Viewing IDS Active Blocked List

The IDS Active Blocked List table displays the remote hosts that are currently blocked by the device's Intrusion Detection System (IDS).

For more information on IDS configuration, see Intrusion Detection System

For devices in High-Availability (HA) mode, all the table's entries are deleted upon an HA switchover.

The following procedure describes how to view the IDS Active Blocked List table through the Web interface. You can also view the table through CLI using the command, show voip ids blacklist active.

To view the active IDS blocked list:
Open the IDS Active Blocked List page (Monitor menu > Monitor tab > Network Status folder > IDS Active Blocked List).

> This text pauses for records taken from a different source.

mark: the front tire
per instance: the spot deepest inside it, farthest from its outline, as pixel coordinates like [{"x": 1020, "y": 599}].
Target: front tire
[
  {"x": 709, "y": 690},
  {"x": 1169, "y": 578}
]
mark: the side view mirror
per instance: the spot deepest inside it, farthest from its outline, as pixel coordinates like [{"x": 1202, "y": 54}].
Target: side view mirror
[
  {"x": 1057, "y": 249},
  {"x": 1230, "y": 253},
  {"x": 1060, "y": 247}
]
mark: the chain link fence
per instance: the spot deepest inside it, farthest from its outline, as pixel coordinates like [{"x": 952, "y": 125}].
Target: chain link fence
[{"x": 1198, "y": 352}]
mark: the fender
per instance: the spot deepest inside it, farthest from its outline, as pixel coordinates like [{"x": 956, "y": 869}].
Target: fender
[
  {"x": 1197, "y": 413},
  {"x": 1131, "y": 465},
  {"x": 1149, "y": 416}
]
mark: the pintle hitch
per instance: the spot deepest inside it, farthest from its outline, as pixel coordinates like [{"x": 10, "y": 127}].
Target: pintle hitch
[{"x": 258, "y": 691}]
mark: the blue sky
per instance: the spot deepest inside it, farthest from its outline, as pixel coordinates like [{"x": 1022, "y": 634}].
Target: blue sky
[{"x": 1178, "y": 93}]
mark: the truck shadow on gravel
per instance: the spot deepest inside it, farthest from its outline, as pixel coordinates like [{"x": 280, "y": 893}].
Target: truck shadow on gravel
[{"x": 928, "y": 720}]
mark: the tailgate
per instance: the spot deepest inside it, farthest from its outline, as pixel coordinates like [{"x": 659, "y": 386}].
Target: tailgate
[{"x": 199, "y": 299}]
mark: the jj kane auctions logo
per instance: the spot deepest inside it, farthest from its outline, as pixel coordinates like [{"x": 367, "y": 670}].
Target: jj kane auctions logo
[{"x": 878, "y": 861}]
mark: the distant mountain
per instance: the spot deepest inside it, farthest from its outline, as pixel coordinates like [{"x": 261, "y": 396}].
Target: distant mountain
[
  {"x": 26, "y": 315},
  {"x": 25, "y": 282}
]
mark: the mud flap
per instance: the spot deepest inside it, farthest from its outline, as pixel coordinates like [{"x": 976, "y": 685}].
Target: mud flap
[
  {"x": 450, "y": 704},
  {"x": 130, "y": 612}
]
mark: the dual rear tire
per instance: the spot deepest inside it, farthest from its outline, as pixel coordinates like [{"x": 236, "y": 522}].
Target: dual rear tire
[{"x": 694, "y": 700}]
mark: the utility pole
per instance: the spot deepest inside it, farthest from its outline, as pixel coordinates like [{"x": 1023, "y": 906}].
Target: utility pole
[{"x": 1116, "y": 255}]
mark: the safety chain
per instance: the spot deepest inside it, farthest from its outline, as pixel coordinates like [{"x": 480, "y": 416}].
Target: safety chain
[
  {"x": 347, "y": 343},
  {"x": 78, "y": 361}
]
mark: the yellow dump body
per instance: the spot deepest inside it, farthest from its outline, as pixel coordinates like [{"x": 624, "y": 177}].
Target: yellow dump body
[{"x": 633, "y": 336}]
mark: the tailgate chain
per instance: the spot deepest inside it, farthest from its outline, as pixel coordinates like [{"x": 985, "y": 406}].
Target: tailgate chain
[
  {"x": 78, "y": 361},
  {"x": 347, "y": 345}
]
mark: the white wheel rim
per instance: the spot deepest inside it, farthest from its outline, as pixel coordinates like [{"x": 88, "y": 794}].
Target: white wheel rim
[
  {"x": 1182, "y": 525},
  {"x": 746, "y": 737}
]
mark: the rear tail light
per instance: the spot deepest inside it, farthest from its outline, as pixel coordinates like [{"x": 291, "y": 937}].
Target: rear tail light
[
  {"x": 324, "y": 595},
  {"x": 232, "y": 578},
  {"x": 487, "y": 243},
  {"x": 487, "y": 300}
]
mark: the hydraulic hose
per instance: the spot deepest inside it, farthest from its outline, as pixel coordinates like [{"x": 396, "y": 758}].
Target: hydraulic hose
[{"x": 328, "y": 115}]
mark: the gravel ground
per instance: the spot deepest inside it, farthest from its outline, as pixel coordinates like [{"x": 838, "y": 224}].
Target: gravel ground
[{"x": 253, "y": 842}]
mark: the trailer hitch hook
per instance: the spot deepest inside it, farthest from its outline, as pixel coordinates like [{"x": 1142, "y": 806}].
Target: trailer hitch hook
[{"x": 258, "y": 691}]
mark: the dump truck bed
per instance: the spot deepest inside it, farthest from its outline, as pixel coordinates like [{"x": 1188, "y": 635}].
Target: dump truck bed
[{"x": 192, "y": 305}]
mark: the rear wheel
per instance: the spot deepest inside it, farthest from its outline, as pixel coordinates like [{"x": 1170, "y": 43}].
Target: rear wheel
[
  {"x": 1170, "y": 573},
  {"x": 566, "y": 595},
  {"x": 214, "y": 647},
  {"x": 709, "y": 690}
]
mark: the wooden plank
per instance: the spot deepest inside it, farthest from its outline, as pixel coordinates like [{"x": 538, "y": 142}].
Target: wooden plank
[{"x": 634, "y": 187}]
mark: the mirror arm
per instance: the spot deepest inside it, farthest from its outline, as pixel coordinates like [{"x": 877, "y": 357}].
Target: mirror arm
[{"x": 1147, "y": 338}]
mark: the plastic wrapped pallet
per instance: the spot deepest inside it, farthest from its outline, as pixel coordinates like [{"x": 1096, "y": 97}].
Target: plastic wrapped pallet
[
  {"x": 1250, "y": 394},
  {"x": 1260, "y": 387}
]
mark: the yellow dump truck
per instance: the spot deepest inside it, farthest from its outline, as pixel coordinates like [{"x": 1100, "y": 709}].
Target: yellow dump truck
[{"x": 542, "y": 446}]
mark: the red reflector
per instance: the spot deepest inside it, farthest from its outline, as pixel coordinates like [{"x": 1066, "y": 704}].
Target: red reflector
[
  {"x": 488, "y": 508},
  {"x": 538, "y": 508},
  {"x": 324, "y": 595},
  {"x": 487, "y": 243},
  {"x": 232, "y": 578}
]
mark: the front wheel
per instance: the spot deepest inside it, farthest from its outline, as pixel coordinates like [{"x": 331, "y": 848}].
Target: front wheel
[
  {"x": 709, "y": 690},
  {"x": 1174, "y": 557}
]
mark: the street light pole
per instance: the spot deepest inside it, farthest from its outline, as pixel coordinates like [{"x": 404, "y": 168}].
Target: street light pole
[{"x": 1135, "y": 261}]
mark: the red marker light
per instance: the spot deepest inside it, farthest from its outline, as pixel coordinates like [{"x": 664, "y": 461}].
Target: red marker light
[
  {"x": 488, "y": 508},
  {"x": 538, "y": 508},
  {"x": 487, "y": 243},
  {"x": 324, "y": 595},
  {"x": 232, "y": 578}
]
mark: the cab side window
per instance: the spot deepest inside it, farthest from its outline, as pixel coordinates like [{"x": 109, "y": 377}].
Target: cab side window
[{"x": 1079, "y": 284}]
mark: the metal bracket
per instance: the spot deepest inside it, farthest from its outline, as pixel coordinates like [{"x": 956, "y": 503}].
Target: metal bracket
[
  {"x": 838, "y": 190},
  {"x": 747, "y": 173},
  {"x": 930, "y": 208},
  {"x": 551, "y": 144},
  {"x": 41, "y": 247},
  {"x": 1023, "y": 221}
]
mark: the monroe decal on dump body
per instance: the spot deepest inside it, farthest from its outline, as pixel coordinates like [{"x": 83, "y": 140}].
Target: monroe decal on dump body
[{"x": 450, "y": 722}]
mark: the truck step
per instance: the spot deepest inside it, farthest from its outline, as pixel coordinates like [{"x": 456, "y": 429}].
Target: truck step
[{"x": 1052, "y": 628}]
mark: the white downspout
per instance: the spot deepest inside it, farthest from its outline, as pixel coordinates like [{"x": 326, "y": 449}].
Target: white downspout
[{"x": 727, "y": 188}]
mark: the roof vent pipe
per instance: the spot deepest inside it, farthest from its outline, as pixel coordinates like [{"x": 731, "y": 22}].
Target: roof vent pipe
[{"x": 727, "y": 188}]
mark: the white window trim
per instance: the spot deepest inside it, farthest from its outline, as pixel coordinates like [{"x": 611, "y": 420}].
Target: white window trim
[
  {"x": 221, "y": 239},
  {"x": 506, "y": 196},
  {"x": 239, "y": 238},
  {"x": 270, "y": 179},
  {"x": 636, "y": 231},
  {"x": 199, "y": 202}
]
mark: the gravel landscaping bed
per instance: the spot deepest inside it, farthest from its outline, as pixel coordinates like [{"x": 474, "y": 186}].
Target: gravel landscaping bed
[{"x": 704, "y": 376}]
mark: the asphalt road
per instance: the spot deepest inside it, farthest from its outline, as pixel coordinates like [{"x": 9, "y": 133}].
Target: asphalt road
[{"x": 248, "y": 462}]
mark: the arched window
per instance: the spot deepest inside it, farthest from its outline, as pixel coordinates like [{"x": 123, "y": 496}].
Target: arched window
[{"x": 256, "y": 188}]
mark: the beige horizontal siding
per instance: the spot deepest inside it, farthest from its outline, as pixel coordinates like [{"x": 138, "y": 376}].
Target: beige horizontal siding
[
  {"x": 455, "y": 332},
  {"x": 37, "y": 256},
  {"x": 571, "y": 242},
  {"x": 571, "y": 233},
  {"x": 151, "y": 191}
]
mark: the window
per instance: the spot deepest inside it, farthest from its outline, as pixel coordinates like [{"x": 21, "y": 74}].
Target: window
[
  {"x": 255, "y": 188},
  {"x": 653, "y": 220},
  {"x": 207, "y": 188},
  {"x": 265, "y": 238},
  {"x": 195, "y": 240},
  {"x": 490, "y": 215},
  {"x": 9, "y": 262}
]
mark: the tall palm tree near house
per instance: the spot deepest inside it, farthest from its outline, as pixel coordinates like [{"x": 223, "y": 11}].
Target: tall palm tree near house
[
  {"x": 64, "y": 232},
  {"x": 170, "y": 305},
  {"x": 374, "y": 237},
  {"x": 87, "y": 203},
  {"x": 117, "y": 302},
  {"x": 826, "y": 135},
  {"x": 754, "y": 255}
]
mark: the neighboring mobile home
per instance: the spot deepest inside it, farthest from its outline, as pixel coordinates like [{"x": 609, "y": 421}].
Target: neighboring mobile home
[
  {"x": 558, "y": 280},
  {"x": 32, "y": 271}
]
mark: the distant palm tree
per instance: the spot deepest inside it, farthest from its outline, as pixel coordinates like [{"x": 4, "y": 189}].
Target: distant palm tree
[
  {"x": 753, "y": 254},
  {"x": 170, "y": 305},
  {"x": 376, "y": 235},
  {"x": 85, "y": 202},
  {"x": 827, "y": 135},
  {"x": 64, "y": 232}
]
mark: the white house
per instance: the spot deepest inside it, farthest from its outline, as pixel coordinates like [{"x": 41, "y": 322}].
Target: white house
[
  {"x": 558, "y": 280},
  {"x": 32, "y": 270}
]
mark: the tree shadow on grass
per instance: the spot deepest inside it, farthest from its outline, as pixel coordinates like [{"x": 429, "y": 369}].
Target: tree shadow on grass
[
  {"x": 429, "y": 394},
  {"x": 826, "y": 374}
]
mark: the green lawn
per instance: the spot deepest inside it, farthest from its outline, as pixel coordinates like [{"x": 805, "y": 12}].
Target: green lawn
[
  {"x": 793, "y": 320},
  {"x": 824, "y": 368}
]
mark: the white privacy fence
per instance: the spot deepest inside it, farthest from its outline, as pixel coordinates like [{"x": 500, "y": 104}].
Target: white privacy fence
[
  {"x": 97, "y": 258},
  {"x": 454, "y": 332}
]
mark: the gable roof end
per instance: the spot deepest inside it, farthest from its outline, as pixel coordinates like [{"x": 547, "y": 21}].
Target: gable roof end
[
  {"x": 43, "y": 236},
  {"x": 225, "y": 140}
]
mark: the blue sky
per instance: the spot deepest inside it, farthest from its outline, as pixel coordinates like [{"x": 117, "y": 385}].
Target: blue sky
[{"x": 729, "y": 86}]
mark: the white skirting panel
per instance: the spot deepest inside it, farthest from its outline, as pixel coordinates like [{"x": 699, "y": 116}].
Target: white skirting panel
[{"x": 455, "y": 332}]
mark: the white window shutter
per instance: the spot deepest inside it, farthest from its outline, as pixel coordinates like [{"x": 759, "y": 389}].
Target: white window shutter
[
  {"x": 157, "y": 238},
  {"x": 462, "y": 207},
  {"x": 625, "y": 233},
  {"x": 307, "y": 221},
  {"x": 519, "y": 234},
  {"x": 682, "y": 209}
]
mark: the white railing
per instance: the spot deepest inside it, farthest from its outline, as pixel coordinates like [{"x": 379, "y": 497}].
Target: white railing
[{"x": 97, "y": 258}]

IDS Active Blocked List Table Description

Field

Description

Remaining Time

The duration left until the device deletes the attacker (remote host) from the table and takes it off the IDS blocked list. The blocked period is configured by the 'Deny Period' (IDSRule_DenyPeriod) parameter.

Network Interface

The device's IP Interface on which the malicious attack was detected.

IP Address

The IP address of the attacker (remote host).

Port

The port of the attacker (remote host).

Note: The field is applicable only if the 'Threshold Scope' (IDSRule_ThresholdScope) parameter of the associated IDS rule is configured to IP+Port.

Transport Type

The transport type used for the attack.

Removal Key

A unique number (key) that the device assigns to the listed blocked entry. This is used if you want to remove a specific blocked entry from the table, which is done through the CLI command, clear voip ids blacklist <Removal Key>.